それを支えるプラットフォーム側も、大きく役割が変わろうとしているところで、やはりこのフェーズに関われるのはすごく面白いと感じています。

三苫:
基盤が整ったこと自体がゴールではありません。
どこに手を入れれば利用者の生産性が一番伸びるのかを考え続け、その価値がきちんと届くところまで責任を持つ。それが、これからのプラットフォームの役割だと思っています。

これまで長くモノリシックに開発してきたkintoneですが、組織や基盤などの変化もあり、テコを入れられるポイントが一気に増えました。
まさに“ビッグバン”のスタート地点に立っている段階です。

間接的な立場ではありますが、その分レバレッジを効かせられる。
その判断をどう積み重ねていくか。

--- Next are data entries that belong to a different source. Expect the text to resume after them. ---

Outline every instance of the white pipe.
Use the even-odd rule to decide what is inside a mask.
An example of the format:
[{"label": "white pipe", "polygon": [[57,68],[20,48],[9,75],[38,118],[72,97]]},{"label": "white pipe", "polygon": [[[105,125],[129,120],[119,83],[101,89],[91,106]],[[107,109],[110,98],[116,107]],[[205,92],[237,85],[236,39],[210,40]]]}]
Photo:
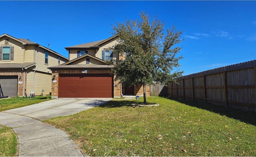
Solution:
[{"label": "white pipe", "polygon": [[25,96],[25,77],[26,77],[26,72],[25,71],[25,69],[24,69],[22,68],[22,70],[23,70],[23,73],[24,73],[24,75],[23,75],[23,77],[24,77],[24,80],[23,80],[23,96]]},{"label": "white pipe", "polygon": [[[37,61],[37,50],[36,50],[36,63]],[[35,91],[35,76],[36,75],[36,68],[35,68],[35,71],[34,72],[34,83],[33,84],[33,90],[35,92],[35,95],[36,94],[36,92]]]}]

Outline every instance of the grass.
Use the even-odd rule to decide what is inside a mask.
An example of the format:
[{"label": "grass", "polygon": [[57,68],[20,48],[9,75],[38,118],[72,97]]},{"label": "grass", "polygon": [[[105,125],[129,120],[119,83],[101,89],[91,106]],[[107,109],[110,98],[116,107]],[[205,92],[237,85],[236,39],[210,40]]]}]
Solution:
[{"label": "grass", "polygon": [[0,126],[0,156],[16,156],[17,137],[15,133],[9,128]]},{"label": "grass", "polygon": [[0,99],[0,112],[13,108],[30,105],[43,102],[51,99],[51,96],[36,96],[34,98],[30,99],[29,97],[14,98]]},{"label": "grass", "polygon": [[135,100],[113,99],[46,122],[90,156],[256,155],[255,113],[158,97],[147,101],[160,106],[134,107]]},{"label": "grass", "polygon": [[[50,96],[36,96],[34,98],[20,97],[0,99],[0,112],[25,106],[51,100]],[[11,128],[0,126],[0,157],[16,156],[17,139]]]}]

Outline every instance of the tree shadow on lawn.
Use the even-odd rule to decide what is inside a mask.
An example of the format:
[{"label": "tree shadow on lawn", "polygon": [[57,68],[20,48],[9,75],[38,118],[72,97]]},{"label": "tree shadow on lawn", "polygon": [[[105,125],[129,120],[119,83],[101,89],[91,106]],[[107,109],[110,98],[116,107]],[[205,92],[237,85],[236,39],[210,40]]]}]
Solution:
[{"label": "tree shadow on lawn", "polygon": [[231,108],[225,108],[222,106],[174,98],[167,97],[166,98],[191,106],[207,110],[222,116],[226,116],[227,117],[238,120],[241,122],[256,126],[256,113],[255,112],[244,111]]},{"label": "tree shadow on lawn", "polygon": [[112,100],[99,106],[102,108],[117,108],[123,106],[131,106],[132,104],[137,104],[136,100],[124,100],[124,99]]}]

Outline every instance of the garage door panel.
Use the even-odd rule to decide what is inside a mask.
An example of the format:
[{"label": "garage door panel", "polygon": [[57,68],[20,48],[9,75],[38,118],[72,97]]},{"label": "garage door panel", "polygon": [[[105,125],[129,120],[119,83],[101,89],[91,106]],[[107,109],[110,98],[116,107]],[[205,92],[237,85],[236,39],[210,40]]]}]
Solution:
[{"label": "garage door panel", "polygon": [[0,76],[0,84],[4,96],[9,97],[17,96],[18,76]]},{"label": "garage door panel", "polygon": [[102,74],[60,74],[58,97],[112,97],[112,77],[106,75]]}]

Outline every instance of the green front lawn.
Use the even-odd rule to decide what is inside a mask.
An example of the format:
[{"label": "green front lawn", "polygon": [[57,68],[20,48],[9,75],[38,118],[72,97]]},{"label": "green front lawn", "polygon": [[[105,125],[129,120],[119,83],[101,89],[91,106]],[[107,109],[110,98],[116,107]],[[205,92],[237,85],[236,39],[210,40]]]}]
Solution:
[{"label": "green front lawn", "polygon": [[17,137],[9,128],[0,126],[0,157],[15,156]]},{"label": "green front lawn", "polygon": [[160,106],[134,107],[135,100],[113,99],[46,122],[90,156],[256,155],[255,113],[158,97],[147,101]]},{"label": "green front lawn", "polygon": [[16,96],[0,99],[0,112],[43,102],[51,100],[50,98],[51,96],[48,95],[45,96],[36,96],[35,98],[32,99],[30,98],[29,96]]}]

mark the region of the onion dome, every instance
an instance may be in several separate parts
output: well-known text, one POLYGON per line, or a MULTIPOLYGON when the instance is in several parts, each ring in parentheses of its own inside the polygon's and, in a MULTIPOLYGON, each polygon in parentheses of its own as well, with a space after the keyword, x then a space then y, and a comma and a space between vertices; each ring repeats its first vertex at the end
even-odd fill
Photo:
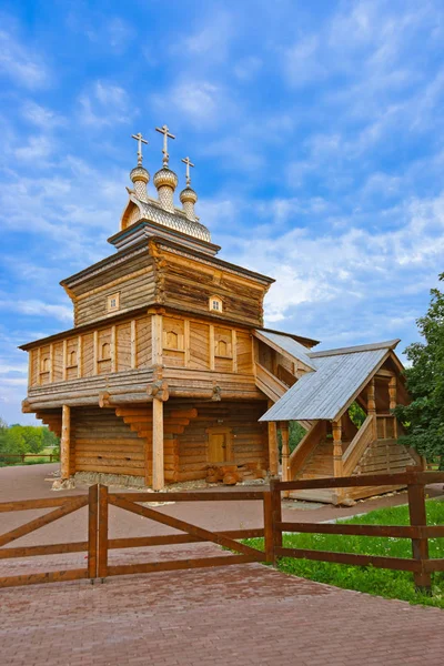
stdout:
POLYGON ((195 220, 194 204, 198 201, 198 194, 194 192, 194 190, 192 188, 186 186, 180 193, 180 200, 183 205, 183 212, 185 213, 186 218, 189 220, 194 221, 195 220))
POLYGON ((159 203, 165 211, 174 212, 174 190, 178 182, 174 171, 168 167, 163 167, 154 173, 153 183, 158 190, 159 203))
POLYGON ((163 167, 157 171, 153 176, 153 183, 158 190, 159 188, 171 188, 174 192, 175 188, 178 186, 178 182, 179 180, 174 171, 171 171, 171 169, 168 169, 168 167, 163 167))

それが、いまプラットフォームエンジニアリングに問われていることだと感じています。

aki:
これでインタビューを終わります。
ここまで長時間お話を聞かせていただき、ありがとうございました。

三苫:
ありがとうございました。

上岡:
ありがとうございました。

インタビューを終えて

この連載は、「なぜkintoneにPfE部が必要なのか?」という問いから始まりました。
第1部で扱ったのは、部が生まれた背景。
第2部で向き合ったのは、探索型開発とプラットフォーム開発の時間軸の違い。
そして第3部で見えてきたのは、そのギャップを埋めるのは仕組みだけではなく、文化と姿勢も重要だということでした。

複数の選択肢の中から何を選ぶか、という問いに対して、私たちは「何を作るか」だけでなく、「どう選び、どう届けるか」にも向き合っています。

この3部作が、同じような課題に向き合うチームの議論のきっかけになればうれしいです。

最後まで読んでいただき、ありがとうございました。